🌺8🌺

682 63 79
                                    

LEO

Chodziłem po salonie wkurzony, co to wczoraj powiedzieli bardzo mnie zirytowało. Mam 19 lat i mogę być w ciąży przecież! To jest nie fer! Jak by naprzyklad Gabriel zaciążył nie wiem z kim, ale to nie ważne, to by nic się nie stało. A ja?! Ojciec i bracia by mnie chyba zatłukli, ale wcześniej tego który by mi dziecko zrobił, to jest takie nie ferrrrrrrr.

- Ile będziesz się jeszcze złościł?- zapytał Josh z kanapy, a ja spojrzałem na niego groźnie.

- Oj mały chcesz żebyśmy traktowali cię jak dorosłego?- Jack podszedł do mnie i stanął centralnie przed, skinąłem głową.- To masz problem, bo to się nie stanie. Jesteś naszym mały i nietykalnym braciszkiem.

Otworzyłem usta i zamachnąłem się nogą, z całej siły nadeptując na jego nogę swoją, a on pisnął mało męsko 

- Po pierwsze to, że jestem omegą nie znaczy że macie mnie traktować jak jajko!- walnąłem go w ramię .- Po drugie jestem już pełnoletni i mogę sobie zajść w ciążę kiedy chcę!- krzyknąłem do niego, a on zaśmiał się. Nosz ja pierdziu! 
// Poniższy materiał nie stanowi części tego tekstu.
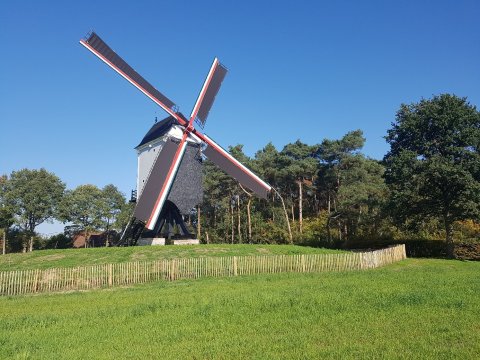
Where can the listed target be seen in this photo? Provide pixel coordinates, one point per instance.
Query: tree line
(426, 186)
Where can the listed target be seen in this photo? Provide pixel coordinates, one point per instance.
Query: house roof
(159, 129)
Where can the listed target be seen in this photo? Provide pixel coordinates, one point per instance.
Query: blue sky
(304, 70)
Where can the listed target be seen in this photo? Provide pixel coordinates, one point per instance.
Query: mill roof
(159, 129)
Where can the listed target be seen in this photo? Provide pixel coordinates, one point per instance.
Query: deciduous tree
(433, 166)
(33, 196)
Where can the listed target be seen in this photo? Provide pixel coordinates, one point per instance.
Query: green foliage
(83, 206)
(433, 166)
(33, 196)
(113, 202)
(416, 309)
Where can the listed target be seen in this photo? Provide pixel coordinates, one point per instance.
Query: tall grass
(428, 309)
(46, 259)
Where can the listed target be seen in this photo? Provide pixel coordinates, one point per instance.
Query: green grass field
(415, 309)
(44, 259)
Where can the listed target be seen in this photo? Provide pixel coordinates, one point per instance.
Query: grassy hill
(44, 259)
(418, 308)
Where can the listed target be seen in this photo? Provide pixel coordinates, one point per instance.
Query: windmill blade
(234, 168)
(159, 182)
(97, 46)
(209, 92)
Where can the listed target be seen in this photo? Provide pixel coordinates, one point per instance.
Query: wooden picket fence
(109, 275)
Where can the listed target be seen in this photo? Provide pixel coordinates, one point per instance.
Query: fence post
(110, 275)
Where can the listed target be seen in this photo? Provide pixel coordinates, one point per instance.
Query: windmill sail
(234, 168)
(97, 46)
(209, 92)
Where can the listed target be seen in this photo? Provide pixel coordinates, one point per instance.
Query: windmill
(153, 208)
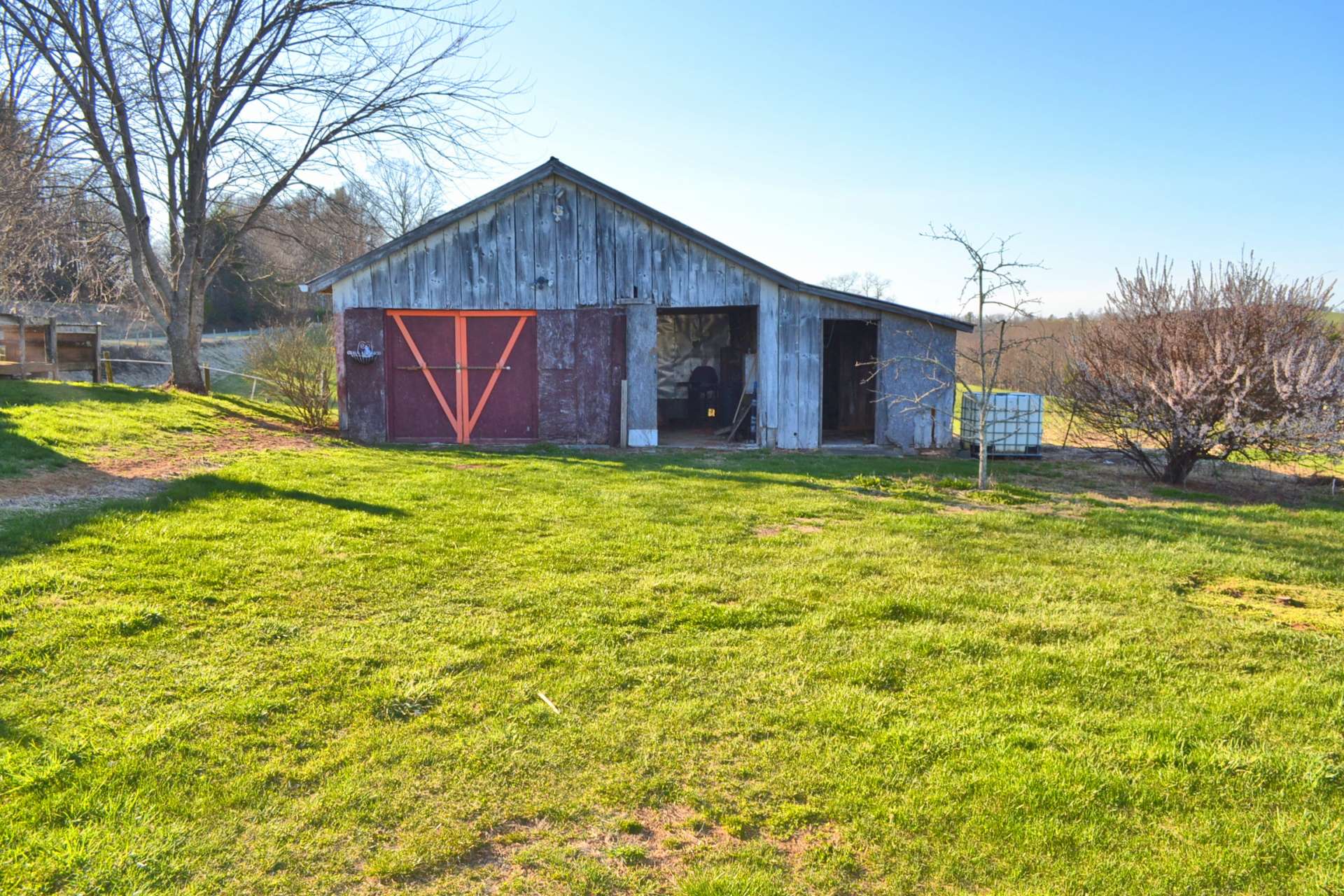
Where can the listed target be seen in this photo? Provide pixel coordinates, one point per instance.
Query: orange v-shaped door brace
(465, 419)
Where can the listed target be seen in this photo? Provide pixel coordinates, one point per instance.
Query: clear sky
(824, 137)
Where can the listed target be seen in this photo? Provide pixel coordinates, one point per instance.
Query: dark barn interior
(848, 394)
(705, 360)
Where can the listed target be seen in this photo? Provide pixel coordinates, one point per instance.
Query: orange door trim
(465, 418)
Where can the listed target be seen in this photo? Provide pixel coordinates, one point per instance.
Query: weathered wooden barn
(559, 309)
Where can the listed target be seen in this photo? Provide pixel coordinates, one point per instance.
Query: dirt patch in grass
(647, 850)
(804, 526)
(1304, 608)
(147, 472)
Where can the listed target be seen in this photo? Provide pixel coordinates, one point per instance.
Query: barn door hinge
(456, 367)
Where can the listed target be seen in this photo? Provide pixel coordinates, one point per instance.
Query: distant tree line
(61, 244)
-Posłuchaj mnie Leo. - o proszę wielki król kibla raczył wstać. Josh podszedł do mnie i złapał za ramię.- Nie ma bata, że na to pozwolimy. 

Spojrzałem to na jednego to na drugiego, a oni się po prostu uśmiechają, a we mnie zabuzowało. 

-Bo co?!- krzyknąłem i strąciłem jego rękę, a w moich oczach pojawiły się łzy.- Nie rozumiecie że chcę mieć kogoś! Chcę być kochanym!- spuściłem głowę.- Chcę mieć dowód miłości, chcę być szczęśliwy...- głos mi się lekko załamał.  

- Leoś...- Jack przytulił mnie do siebie.- My się martwimy o ciebie i chcemy żebyś znalazł kogoś właściwego, słonko.- pocałował moje włosy i pogładził plecy. 

-Kochamy cię przecież i chcemy żebyś był szczęśliwy.- dodał Josh i objął mnie z drugiej strony. 

-Wy nie rozumiecie.- szepnąłem załamany.

Tak trudno rozumieć że chce drugiej połówki? Naprawdę? Jack złapał mnie za podbródek, żebym spojrzał mu w oczy.

-Kochamy cię braciszku.- powiedział miękko.- Nigdy nie przestaniemy , zrozumiesz? Damy ci wszystko to czego chcesz. Obiecuję ci to Leoś. Zrobimy dla ciebie wszystko.- pocałował mnie w nos, a Josh mocniej objął. 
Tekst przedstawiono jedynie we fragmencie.